Regeneration appears to be a reaction to The Return. Almost as if the filmmakers were embarrassed by the badness and silliness of that unfortunate outing, the swung the pendulum back the other direction (almost too much), creating a dark, adult, nihilistically violent creation, but it's not without some emotion and humanity as well. Just a great job done all around.
Everything from the production values, to the acting, to the action, and everything else in between is light years beyond The Return, making it truly a travesty that that turkey was released theatrically in the U.S., while this wasn't. Regeneration is well-shot and well-directed by John Hyams, son of director Peter. Hyams treats the material seriously and with respect, and everything that happens plotwise makes perfect sense. It's all idea-based (even retaining the best ideas from the first Universal Soldier film), not throwaway action. In the hands of another director, this could have been half-heartedly slagged off as "just another Universal Soldier movie". But the fact that Hyams does not do that, or even come close, is totally refreshing and comes as a great relief for true action fans.

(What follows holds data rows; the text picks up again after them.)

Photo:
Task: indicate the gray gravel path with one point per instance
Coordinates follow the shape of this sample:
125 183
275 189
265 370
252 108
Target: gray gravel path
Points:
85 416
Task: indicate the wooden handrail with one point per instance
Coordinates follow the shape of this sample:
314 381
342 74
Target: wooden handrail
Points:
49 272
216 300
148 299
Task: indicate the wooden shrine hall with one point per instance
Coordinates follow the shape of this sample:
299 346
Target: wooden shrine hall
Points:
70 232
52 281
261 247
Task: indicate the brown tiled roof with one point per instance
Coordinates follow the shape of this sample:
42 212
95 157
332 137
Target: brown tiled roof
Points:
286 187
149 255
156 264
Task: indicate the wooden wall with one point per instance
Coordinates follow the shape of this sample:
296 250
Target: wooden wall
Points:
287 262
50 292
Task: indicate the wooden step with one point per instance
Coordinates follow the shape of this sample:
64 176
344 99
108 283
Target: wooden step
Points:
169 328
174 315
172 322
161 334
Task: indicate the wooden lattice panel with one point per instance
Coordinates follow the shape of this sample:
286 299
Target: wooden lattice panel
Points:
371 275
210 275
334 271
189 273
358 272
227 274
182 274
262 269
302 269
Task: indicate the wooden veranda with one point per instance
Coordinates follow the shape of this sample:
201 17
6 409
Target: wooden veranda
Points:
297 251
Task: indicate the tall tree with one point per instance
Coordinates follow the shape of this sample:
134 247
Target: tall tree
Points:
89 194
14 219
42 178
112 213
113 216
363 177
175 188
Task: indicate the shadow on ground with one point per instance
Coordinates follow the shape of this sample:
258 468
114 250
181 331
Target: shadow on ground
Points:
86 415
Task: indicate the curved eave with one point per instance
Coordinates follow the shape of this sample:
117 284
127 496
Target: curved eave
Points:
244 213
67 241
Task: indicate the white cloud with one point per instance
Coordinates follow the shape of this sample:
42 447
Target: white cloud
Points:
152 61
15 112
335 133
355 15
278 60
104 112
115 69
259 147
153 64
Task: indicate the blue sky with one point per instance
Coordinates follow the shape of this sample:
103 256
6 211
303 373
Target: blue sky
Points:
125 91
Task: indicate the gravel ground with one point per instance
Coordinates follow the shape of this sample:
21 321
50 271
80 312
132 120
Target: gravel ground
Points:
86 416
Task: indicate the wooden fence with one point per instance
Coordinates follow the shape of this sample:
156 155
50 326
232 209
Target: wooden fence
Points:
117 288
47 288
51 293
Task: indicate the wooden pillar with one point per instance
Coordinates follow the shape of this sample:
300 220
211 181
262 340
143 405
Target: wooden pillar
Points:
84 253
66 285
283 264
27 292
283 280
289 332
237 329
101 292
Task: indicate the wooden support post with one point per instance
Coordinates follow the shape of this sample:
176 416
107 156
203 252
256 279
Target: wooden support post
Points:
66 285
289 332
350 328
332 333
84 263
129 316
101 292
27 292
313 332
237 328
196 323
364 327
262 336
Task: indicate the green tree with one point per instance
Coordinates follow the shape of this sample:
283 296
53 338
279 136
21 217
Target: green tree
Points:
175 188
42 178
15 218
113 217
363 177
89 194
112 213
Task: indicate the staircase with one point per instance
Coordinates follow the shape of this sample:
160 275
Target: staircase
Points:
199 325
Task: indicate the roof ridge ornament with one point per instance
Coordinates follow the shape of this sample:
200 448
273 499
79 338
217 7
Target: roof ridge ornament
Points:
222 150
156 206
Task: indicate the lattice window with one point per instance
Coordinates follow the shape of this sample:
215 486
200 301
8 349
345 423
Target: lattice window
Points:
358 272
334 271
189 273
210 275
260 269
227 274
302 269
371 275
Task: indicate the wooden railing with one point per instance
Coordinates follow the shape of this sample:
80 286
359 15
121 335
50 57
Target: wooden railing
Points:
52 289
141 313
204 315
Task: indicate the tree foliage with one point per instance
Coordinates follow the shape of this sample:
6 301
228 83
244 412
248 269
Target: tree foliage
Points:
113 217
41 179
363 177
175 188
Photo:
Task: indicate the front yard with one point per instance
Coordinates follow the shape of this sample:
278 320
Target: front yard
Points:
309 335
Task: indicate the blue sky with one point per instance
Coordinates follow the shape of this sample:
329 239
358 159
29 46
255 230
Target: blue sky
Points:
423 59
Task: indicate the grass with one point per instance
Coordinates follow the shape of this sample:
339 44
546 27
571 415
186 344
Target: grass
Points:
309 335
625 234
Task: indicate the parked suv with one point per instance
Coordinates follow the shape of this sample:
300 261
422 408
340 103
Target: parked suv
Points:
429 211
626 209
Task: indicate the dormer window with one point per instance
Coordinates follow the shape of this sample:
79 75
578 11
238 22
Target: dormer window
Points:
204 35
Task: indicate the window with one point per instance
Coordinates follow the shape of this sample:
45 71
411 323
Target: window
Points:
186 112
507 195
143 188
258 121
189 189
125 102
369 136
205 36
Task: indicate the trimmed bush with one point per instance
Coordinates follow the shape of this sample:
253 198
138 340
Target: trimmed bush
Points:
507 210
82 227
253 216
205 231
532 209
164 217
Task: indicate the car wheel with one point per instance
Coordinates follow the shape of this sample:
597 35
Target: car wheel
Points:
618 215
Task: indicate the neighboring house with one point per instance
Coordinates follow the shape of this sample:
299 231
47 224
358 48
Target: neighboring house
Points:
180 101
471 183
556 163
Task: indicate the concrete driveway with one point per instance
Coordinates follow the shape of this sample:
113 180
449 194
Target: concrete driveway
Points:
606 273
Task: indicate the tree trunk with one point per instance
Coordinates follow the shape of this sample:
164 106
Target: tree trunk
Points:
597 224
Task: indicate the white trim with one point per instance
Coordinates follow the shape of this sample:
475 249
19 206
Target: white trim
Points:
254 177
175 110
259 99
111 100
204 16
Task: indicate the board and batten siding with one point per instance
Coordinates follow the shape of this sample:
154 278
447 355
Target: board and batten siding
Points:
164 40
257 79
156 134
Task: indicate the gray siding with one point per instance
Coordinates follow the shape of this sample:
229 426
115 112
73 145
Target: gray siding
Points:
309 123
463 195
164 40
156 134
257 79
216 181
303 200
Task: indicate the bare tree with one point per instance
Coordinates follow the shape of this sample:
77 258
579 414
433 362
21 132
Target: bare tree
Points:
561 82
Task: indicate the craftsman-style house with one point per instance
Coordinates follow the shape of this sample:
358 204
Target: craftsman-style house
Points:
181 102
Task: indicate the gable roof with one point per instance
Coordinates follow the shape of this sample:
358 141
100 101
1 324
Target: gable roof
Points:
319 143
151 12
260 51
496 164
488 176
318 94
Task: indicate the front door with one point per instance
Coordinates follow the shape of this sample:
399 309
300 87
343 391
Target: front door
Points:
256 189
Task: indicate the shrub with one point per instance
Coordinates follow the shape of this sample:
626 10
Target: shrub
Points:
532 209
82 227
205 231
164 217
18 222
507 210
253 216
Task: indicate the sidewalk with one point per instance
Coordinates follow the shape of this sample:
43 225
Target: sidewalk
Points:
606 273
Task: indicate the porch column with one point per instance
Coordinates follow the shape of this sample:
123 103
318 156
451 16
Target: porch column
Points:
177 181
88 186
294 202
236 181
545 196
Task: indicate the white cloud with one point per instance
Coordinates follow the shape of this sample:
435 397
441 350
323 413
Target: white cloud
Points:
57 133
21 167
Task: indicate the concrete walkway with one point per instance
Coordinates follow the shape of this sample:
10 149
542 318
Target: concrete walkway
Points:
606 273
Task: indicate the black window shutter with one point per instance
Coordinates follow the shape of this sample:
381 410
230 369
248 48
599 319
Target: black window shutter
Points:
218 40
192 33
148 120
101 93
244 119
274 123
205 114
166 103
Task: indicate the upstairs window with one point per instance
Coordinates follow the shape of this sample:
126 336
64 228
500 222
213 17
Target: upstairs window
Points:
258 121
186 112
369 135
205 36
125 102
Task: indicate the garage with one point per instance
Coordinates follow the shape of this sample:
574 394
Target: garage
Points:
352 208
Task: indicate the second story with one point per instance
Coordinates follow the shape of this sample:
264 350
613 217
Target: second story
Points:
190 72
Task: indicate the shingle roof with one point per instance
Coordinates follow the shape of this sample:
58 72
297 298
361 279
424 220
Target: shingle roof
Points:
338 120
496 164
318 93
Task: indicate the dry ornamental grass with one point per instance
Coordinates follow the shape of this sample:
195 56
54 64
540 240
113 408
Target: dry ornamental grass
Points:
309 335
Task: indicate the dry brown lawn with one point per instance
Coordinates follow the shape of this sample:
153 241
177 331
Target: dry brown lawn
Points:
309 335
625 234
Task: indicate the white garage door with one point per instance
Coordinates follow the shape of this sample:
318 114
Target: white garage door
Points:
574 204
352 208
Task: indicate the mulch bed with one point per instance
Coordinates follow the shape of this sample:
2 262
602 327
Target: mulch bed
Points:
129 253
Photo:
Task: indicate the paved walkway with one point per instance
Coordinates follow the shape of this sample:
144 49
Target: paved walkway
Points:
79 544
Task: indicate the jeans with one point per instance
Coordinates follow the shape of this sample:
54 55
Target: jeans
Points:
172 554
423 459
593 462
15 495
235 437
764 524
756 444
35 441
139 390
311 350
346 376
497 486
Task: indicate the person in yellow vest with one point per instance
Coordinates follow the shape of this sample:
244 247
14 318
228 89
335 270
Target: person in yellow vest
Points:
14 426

Hyams hits all the right notes - from utilizing the bleak Bulgarian locations to their fullest potential, to bringing the Universal Soldier franchise into the present day. Using the Navy Seal-like soldiers strongly reminiscent of the U.S. forces in Iraq and Afghanistan, and the uncompromising nature of war, as a background to amplify the audience's fears about our own mortality. After all, even our best soldiers are no match for their SuperSoldiers. We'll definitely be watching to see what Hyams does in the future, as he seems to have a strong grasp of how to do muscular action.
Undoubtedly, many consumers probably thought that this IS just another Universal Soldier installment - it's almost a shame that this movie doesn't have another title. Having been burned on The Return, consumers might not know what they're truly getting here - something much, much different and worthwhile.